Business is still business and if you support me. Thank you. My next work will be my best work because for some odd and beautiful reason, I my dear, am broken. But trust me when I say it’s not for long.
We bend but we don’t really break and I…am not in pieces. Slightly shattered not tattered. I’m still smiling.
I want to encourage you the reader, to know that you’re worthy. We’re flawed yet we’re still worthy. We’re amazing human beings, dawg… have you ever looked in the mirror and was just like…BUT GOD.
Not many of us look like what we been through and that’s a blessing.
I believe that life sends us these...people and the people lead us to situations and those situations teach us. They show us things. They show us who we are and it’s up to us to take those opportunities and learn from them. They’re called lessons.
We’re worthy of everything that we think we deserve. What we pray about. Hope for. Yearning for. It’s already ours. Power and death lies in the tongue. Control your thoughts and never forget that He who angers you, controls you and in this same breath, I’ll also remind you that in order to move forward you can’t dwell on the past. Trust me this by far is the hardest thing I’ve had to do in the past few months but once you can overpower that little voice in your head…you’ve WON.
We have to get to a place where we don’t harbor. You know, bitterness is like a sin. Don’t be mad at people. Don’t worry about those that forsake you. Be confident. Know your worth and some of us brought the table to the table if you know what I mean.
Tu Es Digne
No matter what life throws at you, don’t you ever stop smiling. Even in the midst of everything that you’re facing. Know that things won’t be like this forever.
What gives me peace is that it’s beauty in our sorrow. I read something that said, “Joy is self-produced happiness”
We gotta picture ourselves past what we’re facing. Every morning I wake up and I tell myself, “I haven’t even touched the surface of what God has for me”

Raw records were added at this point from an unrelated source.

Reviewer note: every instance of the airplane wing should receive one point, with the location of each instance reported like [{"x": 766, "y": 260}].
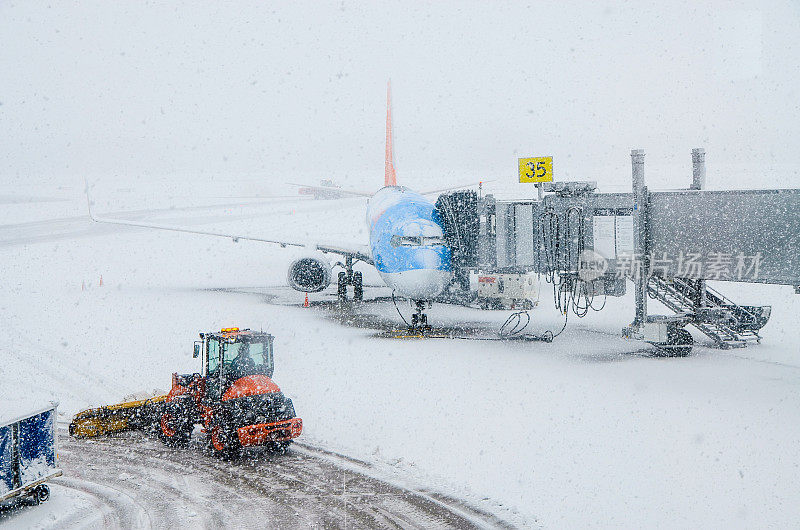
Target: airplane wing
[
  {"x": 359, "y": 252},
  {"x": 332, "y": 190}
]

I had a prophet whisper in my ear two Sundays ago that God was going to make it easy this time around. That what I thought was set out to destroy me, wasn’t. It was then that a load was lifted from my shoulders. It was also then that I realized that all I had to do was to remember that I was worthy. That I no longer had to settle for less than I deserved. That what God has for me IS for me. And if things were to magically work out then that’s okay too.
We’re worthy and in this new year I want to challenge you to wear your crown proudly. Don’t suffer. Don’t hide yourself.
Don’t demean who you are.
Accept those compliments.
Suffering doesn’t last always. It’s joy on the other side of that pain.
I’m grateful for every single situation that I’ve found myself in.
Im grateful for the tears that I’ve cried and the ones that I’m still wiping away.
Life is what we make it.
And I choose to make lemonade out of my bitter lemons.